À son dédit maintenant :
• Son lyrisme tropical parfois embarrassant. Et sa manie de squatter les écrans de télévision au profit de ce qu’il faut bien appeler un culte de la personnalité.
• La faiblesse de son ambitieux programme social qui repose presque exclusivement sur la rente pétrolière. Certes, le Venezuela en a encore pour trois siècles de réserves. Mais gouverner, c’est prévoir aussi.
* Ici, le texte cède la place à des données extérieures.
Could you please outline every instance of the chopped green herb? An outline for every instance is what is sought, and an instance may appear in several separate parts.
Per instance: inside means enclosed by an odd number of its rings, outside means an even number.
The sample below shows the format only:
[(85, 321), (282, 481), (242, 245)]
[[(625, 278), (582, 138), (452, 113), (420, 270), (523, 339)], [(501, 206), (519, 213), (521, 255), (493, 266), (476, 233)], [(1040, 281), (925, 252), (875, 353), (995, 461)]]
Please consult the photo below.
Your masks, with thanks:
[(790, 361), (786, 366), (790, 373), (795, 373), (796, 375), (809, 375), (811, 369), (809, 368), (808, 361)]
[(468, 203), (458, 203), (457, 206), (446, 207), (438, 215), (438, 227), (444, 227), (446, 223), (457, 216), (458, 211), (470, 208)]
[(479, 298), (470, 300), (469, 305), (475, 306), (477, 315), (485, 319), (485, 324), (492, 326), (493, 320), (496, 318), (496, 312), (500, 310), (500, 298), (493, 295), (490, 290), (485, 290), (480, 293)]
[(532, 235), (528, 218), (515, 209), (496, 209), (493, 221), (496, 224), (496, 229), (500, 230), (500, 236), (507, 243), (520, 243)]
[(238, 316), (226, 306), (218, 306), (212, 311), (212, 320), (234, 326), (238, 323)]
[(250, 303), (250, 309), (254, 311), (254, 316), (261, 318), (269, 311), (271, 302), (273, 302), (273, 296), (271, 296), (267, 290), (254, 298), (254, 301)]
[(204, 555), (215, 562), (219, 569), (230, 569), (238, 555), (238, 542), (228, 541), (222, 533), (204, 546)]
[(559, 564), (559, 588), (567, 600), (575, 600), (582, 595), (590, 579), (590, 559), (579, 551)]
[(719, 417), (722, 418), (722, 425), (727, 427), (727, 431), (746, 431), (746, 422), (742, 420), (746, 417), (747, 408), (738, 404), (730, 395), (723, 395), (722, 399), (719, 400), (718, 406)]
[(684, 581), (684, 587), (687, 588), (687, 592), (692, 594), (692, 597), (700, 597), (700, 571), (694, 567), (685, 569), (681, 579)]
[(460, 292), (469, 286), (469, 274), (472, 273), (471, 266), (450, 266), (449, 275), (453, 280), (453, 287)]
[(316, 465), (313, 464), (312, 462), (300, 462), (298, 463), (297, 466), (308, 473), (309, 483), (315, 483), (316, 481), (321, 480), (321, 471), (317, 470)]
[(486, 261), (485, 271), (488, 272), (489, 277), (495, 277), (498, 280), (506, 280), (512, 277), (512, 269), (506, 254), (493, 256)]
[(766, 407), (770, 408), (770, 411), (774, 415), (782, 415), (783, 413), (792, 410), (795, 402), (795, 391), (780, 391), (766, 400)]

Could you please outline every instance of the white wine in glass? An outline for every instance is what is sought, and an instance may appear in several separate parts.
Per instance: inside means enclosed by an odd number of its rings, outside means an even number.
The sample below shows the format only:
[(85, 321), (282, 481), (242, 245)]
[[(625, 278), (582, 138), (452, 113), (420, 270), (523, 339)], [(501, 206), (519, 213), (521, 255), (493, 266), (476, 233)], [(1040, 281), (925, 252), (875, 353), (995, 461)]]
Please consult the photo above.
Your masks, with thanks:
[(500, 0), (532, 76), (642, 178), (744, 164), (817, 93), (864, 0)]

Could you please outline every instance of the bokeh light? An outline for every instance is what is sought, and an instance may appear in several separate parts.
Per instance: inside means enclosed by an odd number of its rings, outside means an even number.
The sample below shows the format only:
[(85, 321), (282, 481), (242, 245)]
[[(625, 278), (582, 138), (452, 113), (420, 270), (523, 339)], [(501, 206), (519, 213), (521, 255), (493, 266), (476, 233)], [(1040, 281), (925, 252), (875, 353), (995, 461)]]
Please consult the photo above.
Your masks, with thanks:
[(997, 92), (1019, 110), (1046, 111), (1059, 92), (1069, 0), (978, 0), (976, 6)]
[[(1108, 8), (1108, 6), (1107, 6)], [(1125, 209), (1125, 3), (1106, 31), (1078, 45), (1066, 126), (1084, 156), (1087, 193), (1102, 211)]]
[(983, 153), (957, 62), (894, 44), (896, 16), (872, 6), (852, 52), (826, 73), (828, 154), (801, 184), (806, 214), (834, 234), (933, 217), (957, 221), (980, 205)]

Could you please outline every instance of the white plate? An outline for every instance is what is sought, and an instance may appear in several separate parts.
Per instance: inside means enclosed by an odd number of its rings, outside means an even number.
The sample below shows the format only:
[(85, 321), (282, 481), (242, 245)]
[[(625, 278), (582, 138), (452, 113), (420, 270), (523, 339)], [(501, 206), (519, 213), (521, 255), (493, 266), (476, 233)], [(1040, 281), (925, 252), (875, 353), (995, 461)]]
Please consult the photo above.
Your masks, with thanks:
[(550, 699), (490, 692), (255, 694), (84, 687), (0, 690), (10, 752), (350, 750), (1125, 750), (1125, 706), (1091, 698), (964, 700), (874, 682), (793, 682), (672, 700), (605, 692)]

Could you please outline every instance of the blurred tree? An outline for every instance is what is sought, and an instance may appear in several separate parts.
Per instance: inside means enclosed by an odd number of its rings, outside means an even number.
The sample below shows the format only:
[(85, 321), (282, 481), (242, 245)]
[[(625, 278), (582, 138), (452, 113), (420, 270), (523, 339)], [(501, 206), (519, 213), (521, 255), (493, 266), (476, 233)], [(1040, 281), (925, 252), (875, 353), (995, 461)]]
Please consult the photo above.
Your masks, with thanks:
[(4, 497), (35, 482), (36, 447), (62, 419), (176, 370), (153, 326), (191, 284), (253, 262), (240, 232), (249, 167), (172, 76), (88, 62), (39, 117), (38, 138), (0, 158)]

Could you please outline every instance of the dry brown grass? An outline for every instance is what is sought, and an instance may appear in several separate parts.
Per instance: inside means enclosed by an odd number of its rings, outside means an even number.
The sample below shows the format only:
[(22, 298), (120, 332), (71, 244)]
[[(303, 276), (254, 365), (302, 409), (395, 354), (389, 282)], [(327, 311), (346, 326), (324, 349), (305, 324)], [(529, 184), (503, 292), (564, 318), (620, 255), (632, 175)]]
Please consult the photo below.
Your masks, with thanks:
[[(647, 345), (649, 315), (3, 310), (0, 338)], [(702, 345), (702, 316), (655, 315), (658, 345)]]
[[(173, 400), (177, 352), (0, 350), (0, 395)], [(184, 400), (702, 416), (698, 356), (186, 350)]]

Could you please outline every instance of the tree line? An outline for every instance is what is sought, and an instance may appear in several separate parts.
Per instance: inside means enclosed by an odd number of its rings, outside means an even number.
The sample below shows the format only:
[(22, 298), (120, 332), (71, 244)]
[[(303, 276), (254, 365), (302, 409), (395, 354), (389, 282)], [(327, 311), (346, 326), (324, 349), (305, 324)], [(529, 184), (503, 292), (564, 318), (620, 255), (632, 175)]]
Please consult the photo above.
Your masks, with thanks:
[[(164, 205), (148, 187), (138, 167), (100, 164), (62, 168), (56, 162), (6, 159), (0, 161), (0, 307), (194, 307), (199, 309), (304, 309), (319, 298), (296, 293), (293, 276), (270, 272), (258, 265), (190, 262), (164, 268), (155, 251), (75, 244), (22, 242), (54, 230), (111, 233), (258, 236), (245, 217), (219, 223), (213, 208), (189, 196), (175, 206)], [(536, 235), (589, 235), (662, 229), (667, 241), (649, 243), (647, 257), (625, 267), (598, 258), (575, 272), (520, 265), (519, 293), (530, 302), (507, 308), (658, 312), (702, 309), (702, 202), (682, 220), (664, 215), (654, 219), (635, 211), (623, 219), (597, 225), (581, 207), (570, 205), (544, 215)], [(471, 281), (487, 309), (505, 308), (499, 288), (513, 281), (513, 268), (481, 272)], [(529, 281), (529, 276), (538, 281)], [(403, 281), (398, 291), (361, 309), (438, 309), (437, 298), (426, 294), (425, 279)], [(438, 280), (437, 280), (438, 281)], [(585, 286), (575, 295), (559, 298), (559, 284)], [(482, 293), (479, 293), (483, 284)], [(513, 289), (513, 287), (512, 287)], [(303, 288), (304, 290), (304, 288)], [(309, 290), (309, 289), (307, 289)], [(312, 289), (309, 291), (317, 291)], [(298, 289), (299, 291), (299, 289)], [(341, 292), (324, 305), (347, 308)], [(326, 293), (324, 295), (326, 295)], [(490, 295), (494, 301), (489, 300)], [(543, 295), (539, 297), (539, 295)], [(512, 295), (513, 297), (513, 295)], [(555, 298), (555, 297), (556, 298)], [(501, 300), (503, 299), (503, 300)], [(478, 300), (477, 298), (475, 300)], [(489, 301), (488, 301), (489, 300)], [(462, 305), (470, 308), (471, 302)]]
• L’insécurité grandissante. À l’instar d’un Lionel Jospin, Hugo Chávez a été naïf, estimant qu’en augmentant le niveau de vie de ses compatriotes, celui de la délinquance baisserait mécaniquement.
Il n’y a malheureusement pas grand-chose à ajouter à ces lignes déjà ici parues. Si ce n’est à ajouter, en guise de codicille, que cet homme en était vraiment un.
Nicolas Gauthier
Je sais qu’il est de bon ton dans la réacosphère de rigoler sur la mort de deux figures « honnies ».
Mais on ne va quand même pas mettre sur le même plan un hessel et un Chavez.
Je suis d’accord avec ce billet, qui rend à Chavez le bénéfice des progrès sociaux qu’il a su donner à son pays.
C’est aussi un exemple de nationalisme, ce qui bizarrement semble heurter certains nationalistes français. Un nationalisme capable de prendre le pouvoir par les urnes, et pour le bien commun…C’est sûr que ça fait des envieux.
Et pour le discréditer, mieux vaut l’appeler « communisme ». D’autres diront « populisme » pour le discréditer tout autant.